Шрифт:
Аналогии между условиями блокады, которые ввел Сент-Винсент, и условиями Семилетней войны становятся еще более важными, когда мы замечаем, что в то время, как Корнуоллис и Гарднер в своих водах вели закрытую блокаду с максимальной строгостью, Нельсон на Средиземноморье не использовал этот метод вообще. А ведь его главной заботой тоже было предотвращение вторжения. Его основной задачей, как ее видел и он, и его правительство, было не допустить десант из Южной Франции на территорию Неаполя или Леванта. Тогда почему он не использовал блокаду? Обычно считается, что он стремился навязать бой тулонской эскадре. Некоторые отрывки из писем Нельсона подтверждают это мнение, однако его диспозиции не оставляют сомнений в том, что желание вступить в бой было сугубо вторичным по отношению к оборонительной позиции, которая была ему поручена. Закрытая блокада была самым эффективным средством достижения этой цели, однако в рассматриваемом случае не было одного из условий, всегда сопровождающих успешную блокаду. Нельсон не имел достаточного превосходства сил, которое могло позволить ему вести блокаду по всем правилам военного искусства. Сложившиеся условия и силы, которые имелись в его распоряжении, не позволяли ему пойти на закрытую блокаду.

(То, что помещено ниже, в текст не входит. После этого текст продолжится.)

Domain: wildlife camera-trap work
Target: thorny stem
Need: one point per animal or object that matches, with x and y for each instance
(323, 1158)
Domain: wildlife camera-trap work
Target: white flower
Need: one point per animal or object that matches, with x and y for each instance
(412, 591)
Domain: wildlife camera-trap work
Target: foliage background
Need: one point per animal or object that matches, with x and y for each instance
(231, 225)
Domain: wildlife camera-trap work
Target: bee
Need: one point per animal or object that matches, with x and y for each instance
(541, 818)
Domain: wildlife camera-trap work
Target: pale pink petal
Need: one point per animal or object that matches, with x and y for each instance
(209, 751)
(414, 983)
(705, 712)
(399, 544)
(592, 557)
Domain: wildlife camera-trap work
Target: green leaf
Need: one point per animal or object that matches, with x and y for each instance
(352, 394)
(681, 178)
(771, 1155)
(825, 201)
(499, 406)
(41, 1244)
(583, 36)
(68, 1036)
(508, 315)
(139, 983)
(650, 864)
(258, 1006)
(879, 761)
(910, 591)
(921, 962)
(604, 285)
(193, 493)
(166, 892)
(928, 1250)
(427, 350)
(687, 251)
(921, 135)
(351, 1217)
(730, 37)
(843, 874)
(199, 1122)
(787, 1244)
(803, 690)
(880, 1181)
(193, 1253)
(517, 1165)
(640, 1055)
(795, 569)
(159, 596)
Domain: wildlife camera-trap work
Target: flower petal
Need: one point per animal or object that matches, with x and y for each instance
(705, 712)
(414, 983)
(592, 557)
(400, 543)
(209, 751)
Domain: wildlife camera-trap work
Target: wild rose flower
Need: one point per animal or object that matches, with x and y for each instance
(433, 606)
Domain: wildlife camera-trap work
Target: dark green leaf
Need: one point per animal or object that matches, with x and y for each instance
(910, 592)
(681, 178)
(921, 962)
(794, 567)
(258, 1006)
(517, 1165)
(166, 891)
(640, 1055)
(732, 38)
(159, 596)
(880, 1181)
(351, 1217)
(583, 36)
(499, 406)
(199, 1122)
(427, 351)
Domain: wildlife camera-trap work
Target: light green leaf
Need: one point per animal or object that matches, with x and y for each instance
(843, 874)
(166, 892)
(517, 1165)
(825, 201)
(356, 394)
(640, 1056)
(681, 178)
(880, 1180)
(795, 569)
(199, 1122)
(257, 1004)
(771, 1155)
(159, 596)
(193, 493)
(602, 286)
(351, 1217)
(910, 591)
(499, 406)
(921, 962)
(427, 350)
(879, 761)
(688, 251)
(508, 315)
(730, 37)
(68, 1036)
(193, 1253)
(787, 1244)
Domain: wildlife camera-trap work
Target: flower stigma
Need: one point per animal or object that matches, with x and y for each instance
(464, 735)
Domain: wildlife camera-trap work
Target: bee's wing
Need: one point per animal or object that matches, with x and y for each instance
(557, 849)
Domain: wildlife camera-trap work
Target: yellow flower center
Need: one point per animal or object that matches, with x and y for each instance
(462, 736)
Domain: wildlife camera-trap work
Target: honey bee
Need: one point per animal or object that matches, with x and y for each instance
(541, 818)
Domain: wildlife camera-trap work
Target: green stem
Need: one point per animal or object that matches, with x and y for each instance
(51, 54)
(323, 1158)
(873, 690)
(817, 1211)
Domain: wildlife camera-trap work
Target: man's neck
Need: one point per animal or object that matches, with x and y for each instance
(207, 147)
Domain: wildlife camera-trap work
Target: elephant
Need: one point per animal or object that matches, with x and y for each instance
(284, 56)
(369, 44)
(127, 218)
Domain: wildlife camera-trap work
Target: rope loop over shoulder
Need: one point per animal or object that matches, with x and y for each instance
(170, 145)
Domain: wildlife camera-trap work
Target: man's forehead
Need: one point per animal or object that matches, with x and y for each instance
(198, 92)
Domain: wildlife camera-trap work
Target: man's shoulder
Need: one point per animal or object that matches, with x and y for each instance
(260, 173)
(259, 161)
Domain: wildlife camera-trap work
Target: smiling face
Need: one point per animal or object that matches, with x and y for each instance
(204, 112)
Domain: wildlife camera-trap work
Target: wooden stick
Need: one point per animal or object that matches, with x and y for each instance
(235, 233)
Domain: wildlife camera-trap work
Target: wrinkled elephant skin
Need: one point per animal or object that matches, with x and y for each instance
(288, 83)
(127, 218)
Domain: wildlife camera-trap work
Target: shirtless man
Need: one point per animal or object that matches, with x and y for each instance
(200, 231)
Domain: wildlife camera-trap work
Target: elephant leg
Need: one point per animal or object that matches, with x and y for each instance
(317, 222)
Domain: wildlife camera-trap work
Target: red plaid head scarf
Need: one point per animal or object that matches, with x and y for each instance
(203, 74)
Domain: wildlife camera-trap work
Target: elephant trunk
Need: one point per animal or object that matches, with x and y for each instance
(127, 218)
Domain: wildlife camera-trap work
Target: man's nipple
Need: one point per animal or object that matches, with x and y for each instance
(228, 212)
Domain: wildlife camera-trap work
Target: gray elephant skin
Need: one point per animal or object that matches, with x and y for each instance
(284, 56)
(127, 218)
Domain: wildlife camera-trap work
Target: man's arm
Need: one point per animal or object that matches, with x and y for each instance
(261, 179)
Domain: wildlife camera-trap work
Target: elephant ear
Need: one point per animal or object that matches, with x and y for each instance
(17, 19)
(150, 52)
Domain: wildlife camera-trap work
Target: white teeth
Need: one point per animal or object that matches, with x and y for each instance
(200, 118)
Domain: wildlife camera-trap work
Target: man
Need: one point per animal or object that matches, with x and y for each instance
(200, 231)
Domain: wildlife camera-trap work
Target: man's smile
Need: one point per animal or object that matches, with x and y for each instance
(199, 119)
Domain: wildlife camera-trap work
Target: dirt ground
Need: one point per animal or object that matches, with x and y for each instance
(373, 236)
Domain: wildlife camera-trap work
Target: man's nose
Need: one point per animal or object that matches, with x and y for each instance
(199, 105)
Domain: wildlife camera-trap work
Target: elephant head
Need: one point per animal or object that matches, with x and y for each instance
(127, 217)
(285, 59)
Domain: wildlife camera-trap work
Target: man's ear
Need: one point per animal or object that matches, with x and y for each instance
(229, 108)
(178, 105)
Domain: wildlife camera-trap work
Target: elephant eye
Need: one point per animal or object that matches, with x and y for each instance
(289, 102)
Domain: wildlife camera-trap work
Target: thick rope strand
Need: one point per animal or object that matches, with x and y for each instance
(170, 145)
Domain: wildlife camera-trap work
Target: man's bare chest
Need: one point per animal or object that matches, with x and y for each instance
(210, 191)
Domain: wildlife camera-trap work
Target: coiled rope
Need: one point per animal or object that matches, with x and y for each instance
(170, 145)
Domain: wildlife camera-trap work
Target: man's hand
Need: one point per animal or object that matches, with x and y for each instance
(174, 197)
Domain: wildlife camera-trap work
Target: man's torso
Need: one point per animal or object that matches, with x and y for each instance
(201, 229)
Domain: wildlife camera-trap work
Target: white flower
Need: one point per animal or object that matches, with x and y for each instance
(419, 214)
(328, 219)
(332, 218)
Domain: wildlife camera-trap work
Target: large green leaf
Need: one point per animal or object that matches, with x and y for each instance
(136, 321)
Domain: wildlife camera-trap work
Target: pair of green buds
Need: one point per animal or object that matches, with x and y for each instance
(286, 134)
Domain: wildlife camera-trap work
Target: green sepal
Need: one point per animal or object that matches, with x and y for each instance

Мы имеем и подтверждение этой позиции, написанное рукой Нельсона в 1801 году. Это весомое доказательство, ведь в это время Нельсону была поручена защита Англии от вторжения. Располагая несколькими эскадрами крейсеров, он должен был предотвратить выход вражеских кораблей из нескольких портов – от Флашинга до Дьепа. Сам Нельсон командовал операциями из Даунса. С приходом зимы он посчитал нецелесообразным пытаться продолжать закрытую блокаду и написал в адмиралтейство следующее: «Я считаю, и выношу свое мнение на суд ваших лордств, что следует позаботиться о содержании наших эскадр в компактности и порядке… в районе Дангенесса. В хорошую погоду эскадры могут показываться в море, но не рисковать, не получать повреждения и не позволять выманить себя в Северное море. Так мы всегда можем быть уверенными, что располагаем эффективными силами, которые могут вступить в бой, если возникнет необходимость».
Конечно, пример не вполне типичный, потому что он касается вопроса прямого сопротивления вторжению, а не обеспечения господства на море. Его значение заключается в том, что он характеризует взгляды Нельсона на баланс рисков, то есть риск ослабления закрытой блокады против риска снижения эффективности кораблей, поддерживая ее слишком рьяно.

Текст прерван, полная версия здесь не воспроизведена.